I hated Heart of Darkness so much I quit just a couple pages from the end.

The Wind in the Willows.

Ditto the Silmarillion. Just couldn’t do it.

Also, Stephen King’s Dreamcatcher. I think I got two-thirds of the way through the first or second chapter and had to stop due to physical nausea. I normally like Stephen King, but somewhere along the line he got more and more graphic with the bodily functions and I just couldn’t face it.

Cryptonomicon by Neal Stephenson. The subject matter is interesting, and I don’t think I’m too stupid for it; just didn’t get into it.

The Black House, by Stephen King & Peter Straub. I read the prequel, The Talisman, and liked it, but I got about 30 pages into this and started skipping though to see if the whole book was written in the same style.
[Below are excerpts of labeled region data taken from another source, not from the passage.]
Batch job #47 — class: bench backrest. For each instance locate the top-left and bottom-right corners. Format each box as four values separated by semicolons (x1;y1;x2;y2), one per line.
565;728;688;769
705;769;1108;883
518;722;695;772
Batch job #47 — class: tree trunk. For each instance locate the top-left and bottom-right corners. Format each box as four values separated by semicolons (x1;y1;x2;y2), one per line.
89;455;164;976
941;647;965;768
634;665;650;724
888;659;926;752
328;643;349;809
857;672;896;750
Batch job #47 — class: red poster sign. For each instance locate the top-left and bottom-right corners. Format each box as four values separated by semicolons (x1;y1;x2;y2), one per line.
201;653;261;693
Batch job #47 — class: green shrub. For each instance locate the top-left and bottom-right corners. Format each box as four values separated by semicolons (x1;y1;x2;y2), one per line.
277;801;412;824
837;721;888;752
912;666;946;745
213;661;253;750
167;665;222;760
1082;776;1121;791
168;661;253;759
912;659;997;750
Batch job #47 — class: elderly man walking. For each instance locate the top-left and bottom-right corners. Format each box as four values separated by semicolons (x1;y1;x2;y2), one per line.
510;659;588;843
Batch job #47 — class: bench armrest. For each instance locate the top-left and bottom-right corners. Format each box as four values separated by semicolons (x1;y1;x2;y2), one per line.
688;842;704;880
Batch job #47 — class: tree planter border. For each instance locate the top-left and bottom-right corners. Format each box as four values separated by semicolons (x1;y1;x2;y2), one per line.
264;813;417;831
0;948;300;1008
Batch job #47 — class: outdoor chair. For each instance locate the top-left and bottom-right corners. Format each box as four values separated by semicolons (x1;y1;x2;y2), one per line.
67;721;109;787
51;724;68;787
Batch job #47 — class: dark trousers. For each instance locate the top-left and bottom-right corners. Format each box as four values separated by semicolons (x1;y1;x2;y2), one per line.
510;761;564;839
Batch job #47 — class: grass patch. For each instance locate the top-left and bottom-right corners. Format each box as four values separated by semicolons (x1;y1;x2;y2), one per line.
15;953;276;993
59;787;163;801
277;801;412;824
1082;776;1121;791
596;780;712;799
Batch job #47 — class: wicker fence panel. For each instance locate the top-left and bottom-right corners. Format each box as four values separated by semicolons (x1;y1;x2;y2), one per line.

It was. I gave it up. I can’t remember if *The Talisman *was written in the exact same style, but if it was, it was more successful in not sucking my interest in it out of me.

20,000 Leagues Under the Sea - Jules Verne. I was on a kick where I decided to read some older books. I got halfway through it, and hit yet ANOTHER multiple-page patch where there was a ridiculous amount of attention payed to the scientific names of various sea life they were encountering, and quit. It was reading like a catalog of sea life, with little in the way of interesting facts about each creature.

The Simarillion , by JRR & collected/published by Christopher Tolkein. Read like what it was: a history reference book for a world that never existed. I loved the Ring trilogy, FWIW.

As far as I can remember, those are the only three books I ever quit on.

Jane Eyre- I got about halfway thru before I just lost interest

Lord of the Rings- I started it, couldn’t really get into it, couldn’t remember anyone’s name, gave up

When I was little I tried reading a couple of my dads Louis Lamour books. Couldn’t make myself get through any of them and have had no interest in them since.

I’ve started Ursula Le Guin’s The Left Hand of Darkness twice, and for some reason lost interest in it both times. I still have my copy of it, though, and when I find it (it’s with the books I haven’t unpacked yet from my move of two years ago) I’m going to give it another try.

Within the last year I finally admitted that I was never going to finish Joyce’s Ulysses. I had been trying to burrow through that book for thirty years.

I can usually muster enough interest, patience, or unjustified optimism to finish a book, but occasionally I do just put one down and never get back to it. Never intentionally, mind you – it usually begins when I say to myself, “I really don’t feel like reading any more right now; I’ll just set this down on the coffee table and resume tomorrow.” Then I begin to subconsciously avoid touching it, until a long enough time has passed to disperse the guilt. Then I’ll absentmindedly put it back on the shelf/in a closet/in a burlap sack and toss it into the river and never think about it again.

One of these was Closing Time, sequel to Catch-22 by Joseph Heller. It’s not that it was really bad or anything like that, but it was kind of disappointingly flat after the brilliance of Catch-22. I got about halfway through it and found that I didn’t really care about the story. It had a few gems in the dialogue, especially from Ex-P.F.C. Wintergreen, but not quite enough overall sizzle to keep me interested.

Dostoevsky’s The Idiot. I’m only 100 pages from the end, but it’s taken me five years to get that far and will probably take as long to finish.

This. I tried to read **Ulysses **when I was in the 11th grade, and I just gave up. Even if there WAS a chapter about visiting a brothel, totally not worth the headaches to read through. Ugh. Maybe I’ll try again in a few years. But probably not.

And Terry Pratchett’s Small Gods. But I plan on finishing that one, I just have read 10 pages of it, and then started school, and I always want to read it, I just never have the free time to do so. But it’s there! And I will finish it!

The Time Traveler’s Wife

I started reading it back in 2005. I got through a significant chunk of it during jury duty, but for some reason I never finished it. I was really enjoying it, but I do remember acquiring a sense of foreboding about the plot.

Moby Dick. I tried, I really tried. And the Gregory Peck movie was good, and the Patrick Stewart TV version wasn’t bad. But the book itself draaaaaaaged.